Might not be realistic, but let’s try:
(def users [{:age :best, :name "erik"}, {:age :best, :name "dominic"}, {:age :too-old :name "bruce"])
(grouped-map :age :name users)
=> {:best ["erik", "dominic"], :too-old ["bruce"]}
Oh I see, you want to keep the sequence
@slipset This is just a matter of generalizing group-by right?
(defn group-by2
[f coll f-combine empty f-elt]
(persistent!
(reduce
(fn [ret x]
(let [k (f x)]
(assoc! ret k (f-combine (get ret k empty) (f-elt x)))))
(transient {}) coll)))
#'user/group-by2
user=> (group-by2 :age users conj [] :name)
{:best ["erik" "dominic"], :too-old ["bruce"]}
You could drop the empty
argument and have the combine function defaul accordingly.
(e.g. (fnil conj [])
in this case)
you mean like a 0-arg?
yeah
@ordnungswidrig on second thought no, because you can have nil vals:
user=> (get {:a nil} :a :foo)
nil
good point!
hmm, but ret is our own map
so never mind
true
Otoh you can always thread the result of a simple group-by through a combine function
xforms has this, as @otfrom wisely mentioned :)
(->> x (group-by :some-key) (map (fn [[k vs] (reduce + vs)) (into {}))
(Somebody who knows about transducers can rewrite this to be performant I guess)

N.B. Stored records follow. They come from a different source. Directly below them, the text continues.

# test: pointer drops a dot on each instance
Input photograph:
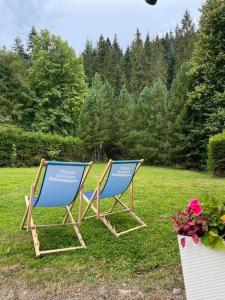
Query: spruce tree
(30, 40)
(89, 61)
(184, 40)
(124, 124)
(169, 45)
(18, 47)
(176, 116)
(95, 121)
(206, 97)
(150, 122)
(138, 76)
(12, 87)
(158, 65)
(57, 81)
(125, 67)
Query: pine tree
(138, 77)
(176, 116)
(18, 47)
(147, 65)
(158, 66)
(150, 117)
(30, 40)
(206, 98)
(125, 67)
(12, 87)
(95, 124)
(169, 46)
(57, 81)
(184, 40)
(115, 75)
(89, 63)
(124, 124)
(103, 56)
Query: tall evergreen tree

((But that’s not the point))
there's also index-by from medley which I sometimes need. which can also be written using the very decomplected group-by2:
(def users [{:age :best, :name "erik"}, {:age :best, :name "dominic"}, {:age :too-old :name "bruce"}])
(defn group-by2
[group-fn combine-fn empty elt-fn coll]
(persistent!
(reduce
(fn [ret x]
(let [k (group-fn x)]
(assoc! ret k (combine-fn (get ret k empty) (elt-fn x)))))
(transient {}) coll)))
(prn (group-by2 :age conj [] :name users))

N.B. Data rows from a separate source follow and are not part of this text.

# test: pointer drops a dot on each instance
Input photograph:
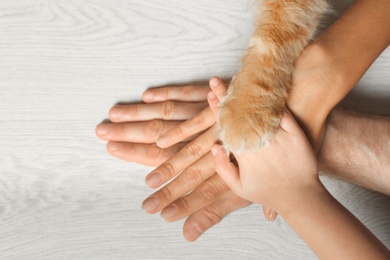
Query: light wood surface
(63, 64)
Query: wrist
(302, 199)
(311, 97)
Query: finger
(213, 103)
(226, 169)
(186, 93)
(269, 214)
(140, 132)
(188, 180)
(199, 123)
(167, 110)
(145, 154)
(188, 155)
(210, 215)
(218, 87)
(203, 195)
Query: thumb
(226, 169)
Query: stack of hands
(175, 129)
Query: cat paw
(249, 117)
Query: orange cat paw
(249, 117)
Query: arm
(294, 190)
(306, 102)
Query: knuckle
(213, 215)
(209, 191)
(185, 205)
(194, 150)
(133, 111)
(154, 152)
(198, 120)
(166, 194)
(187, 92)
(153, 128)
(168, 169)
(167, 109)
(194, 175)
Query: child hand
(276, 176)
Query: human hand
(136, 127)
(132, 137)
(276, 175)
(196, 166)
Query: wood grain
(63, 64)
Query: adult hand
(136, 127)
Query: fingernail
(112, 147)
(163, 140)
(194, 232)
(214, 82)
(101, 130)
(150, 204)
(169, 212)
(154, 180)
(272, 215)
(148, 96)
(116, 113)
(214, 151)
(211, 95)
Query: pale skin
(294, 190)
(311, 99)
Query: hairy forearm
(353, 43)
(331, 66)
(330, 230)
(356, 148)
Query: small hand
(276, 175)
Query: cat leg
(250, 112)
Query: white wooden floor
(63, 64)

;;=> {:best ["erik" "dominic"], :too-old ["bruce"]}
(defn index-by [f coll]
(group-by2 f (fn [_ x] x) nil identity coll))
(prn (index-by :id [{:id 1 :foo 2} {:id 2 :foo 2}]))
;;=> {1 {:id 1, :foo 2}, 2 {:id 2, :foo 2}}
(fn [_ x] x)
=> second
😛
not really though?
in lambda calculus it's the expression for false I believe
hmmm
actually true!
Tools namespace, why must you bother me so?
I have half a mind to abandon it
TNS-45 has pestered every clojurescript project I've ever been on. As of yet there's no general purpose solution. I'm very tempted to look at alternatives.